After shedding his knapsack and rope, Alessandro took out his hammer and tested a large piton that had already been driven into the rock. Then he set up his self-belay, tied himself in, and turned to the open funnel.
The other side was encrusted with ice. He was sure he would fail. On the other hand, Rafi had led it twice before, and Alessan dro had seconded. His arms, stomach, and thighs had ached, but he hadn't fallen.
He began with care and deliberation. The holds were narrow, some were blocked by ice, and he soon reached the point where gravity was pulling him backward, off the side of the funnel. Though he tried to control them, all his muscles were quivering as if he were in a fit. Five more seconds and he would drop off the mountain. If his rope held, he might live, but his ribs would probably be smashed. Even were he uninjured, he might not be able to climb back up, and would hang at the end of the rope until he died.
Two seconds passed. He was about to accept the worst. He looked up. Just beyond his reach above him was the eye of a piton. Someone had done the funnel more mechanically than he and Rafi had done it. The piton was driven straight up. Alessandro had no way of knowing if it would hold—he could hardly even see it—but he had nothing else.
In the last second he took a deep breath to stop the trembling. The price for that was that he could not possibly hold his position. Without a sound, he began to pivot from the rock, with his foothold the fulcrum.

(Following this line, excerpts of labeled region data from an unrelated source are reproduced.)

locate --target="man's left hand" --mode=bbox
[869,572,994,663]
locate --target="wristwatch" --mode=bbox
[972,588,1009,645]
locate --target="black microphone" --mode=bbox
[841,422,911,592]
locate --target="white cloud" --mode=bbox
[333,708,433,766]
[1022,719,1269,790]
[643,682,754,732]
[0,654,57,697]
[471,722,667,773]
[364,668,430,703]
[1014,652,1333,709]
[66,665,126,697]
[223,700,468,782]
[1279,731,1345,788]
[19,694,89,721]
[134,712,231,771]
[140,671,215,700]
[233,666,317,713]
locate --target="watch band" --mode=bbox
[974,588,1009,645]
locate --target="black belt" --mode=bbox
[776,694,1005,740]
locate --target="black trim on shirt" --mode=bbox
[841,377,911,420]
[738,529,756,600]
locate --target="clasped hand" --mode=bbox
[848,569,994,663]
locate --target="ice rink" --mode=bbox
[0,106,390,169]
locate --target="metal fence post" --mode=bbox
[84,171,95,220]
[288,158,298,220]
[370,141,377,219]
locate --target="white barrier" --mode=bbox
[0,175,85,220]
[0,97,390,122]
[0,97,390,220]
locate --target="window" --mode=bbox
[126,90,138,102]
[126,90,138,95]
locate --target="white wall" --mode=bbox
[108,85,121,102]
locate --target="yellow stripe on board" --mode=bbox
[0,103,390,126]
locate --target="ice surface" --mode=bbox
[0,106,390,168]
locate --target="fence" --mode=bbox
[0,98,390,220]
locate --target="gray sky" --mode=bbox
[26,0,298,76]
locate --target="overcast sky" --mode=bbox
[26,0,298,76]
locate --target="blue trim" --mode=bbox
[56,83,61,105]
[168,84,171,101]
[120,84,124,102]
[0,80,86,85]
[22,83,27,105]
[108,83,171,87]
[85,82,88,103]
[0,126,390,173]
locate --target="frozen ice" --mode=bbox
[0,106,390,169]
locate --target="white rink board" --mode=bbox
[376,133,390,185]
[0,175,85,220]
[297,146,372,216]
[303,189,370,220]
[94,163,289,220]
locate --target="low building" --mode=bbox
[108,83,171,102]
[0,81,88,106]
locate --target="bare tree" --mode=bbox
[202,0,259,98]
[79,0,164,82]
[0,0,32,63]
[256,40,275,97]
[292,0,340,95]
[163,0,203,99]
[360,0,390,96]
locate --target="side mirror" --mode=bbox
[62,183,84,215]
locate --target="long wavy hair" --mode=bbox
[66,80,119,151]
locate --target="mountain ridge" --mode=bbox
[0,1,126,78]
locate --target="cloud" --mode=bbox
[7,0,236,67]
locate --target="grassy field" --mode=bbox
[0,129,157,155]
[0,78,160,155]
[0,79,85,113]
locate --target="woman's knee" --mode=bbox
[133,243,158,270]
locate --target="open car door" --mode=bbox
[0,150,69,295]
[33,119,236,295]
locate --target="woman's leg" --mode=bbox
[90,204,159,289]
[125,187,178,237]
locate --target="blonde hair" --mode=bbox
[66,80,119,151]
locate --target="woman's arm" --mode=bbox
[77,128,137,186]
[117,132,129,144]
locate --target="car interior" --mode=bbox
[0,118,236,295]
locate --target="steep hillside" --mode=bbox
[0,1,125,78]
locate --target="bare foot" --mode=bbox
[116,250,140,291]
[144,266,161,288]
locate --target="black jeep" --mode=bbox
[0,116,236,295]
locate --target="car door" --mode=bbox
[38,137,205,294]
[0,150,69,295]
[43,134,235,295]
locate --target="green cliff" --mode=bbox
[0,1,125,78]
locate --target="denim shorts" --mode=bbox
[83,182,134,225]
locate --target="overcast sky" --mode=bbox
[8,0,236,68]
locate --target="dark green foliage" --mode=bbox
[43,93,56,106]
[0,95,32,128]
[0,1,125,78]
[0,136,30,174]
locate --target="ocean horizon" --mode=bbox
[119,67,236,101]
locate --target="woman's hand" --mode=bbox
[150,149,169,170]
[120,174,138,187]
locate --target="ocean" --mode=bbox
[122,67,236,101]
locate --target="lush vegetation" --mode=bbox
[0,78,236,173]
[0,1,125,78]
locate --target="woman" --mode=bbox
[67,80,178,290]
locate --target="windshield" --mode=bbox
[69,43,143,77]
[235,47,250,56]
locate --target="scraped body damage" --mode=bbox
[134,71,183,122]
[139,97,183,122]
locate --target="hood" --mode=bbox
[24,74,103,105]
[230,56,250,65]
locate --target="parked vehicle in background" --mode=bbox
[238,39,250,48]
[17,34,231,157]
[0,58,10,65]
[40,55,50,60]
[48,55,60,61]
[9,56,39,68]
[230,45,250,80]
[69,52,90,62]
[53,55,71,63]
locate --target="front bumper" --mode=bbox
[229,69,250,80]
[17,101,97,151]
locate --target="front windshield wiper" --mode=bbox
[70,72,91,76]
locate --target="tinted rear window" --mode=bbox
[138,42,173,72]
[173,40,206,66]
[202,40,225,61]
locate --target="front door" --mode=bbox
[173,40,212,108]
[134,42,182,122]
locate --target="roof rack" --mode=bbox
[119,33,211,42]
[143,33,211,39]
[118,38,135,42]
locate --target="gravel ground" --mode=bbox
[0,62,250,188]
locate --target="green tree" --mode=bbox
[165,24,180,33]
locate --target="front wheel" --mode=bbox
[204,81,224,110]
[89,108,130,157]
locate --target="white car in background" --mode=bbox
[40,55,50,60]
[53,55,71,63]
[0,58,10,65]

He had begun to fall, but he had an instant, a fraction of a second, to convert the fall to a leap, and he did.
He screamed, which relaxed his lungs and gave him more flexibility. His right hand caught the piton. Both his upward momentum and the marginal benefit of grasping the outside of the piton provided just enough time for looping his middle finger through the piton's eye.
For a moment he found himself hanging by a finger. This, of course, could not be prolonged, and he curled his entire body, like an inchworm recoiling upon its invisible thread, to push his legs toward the opposite side of the funnel.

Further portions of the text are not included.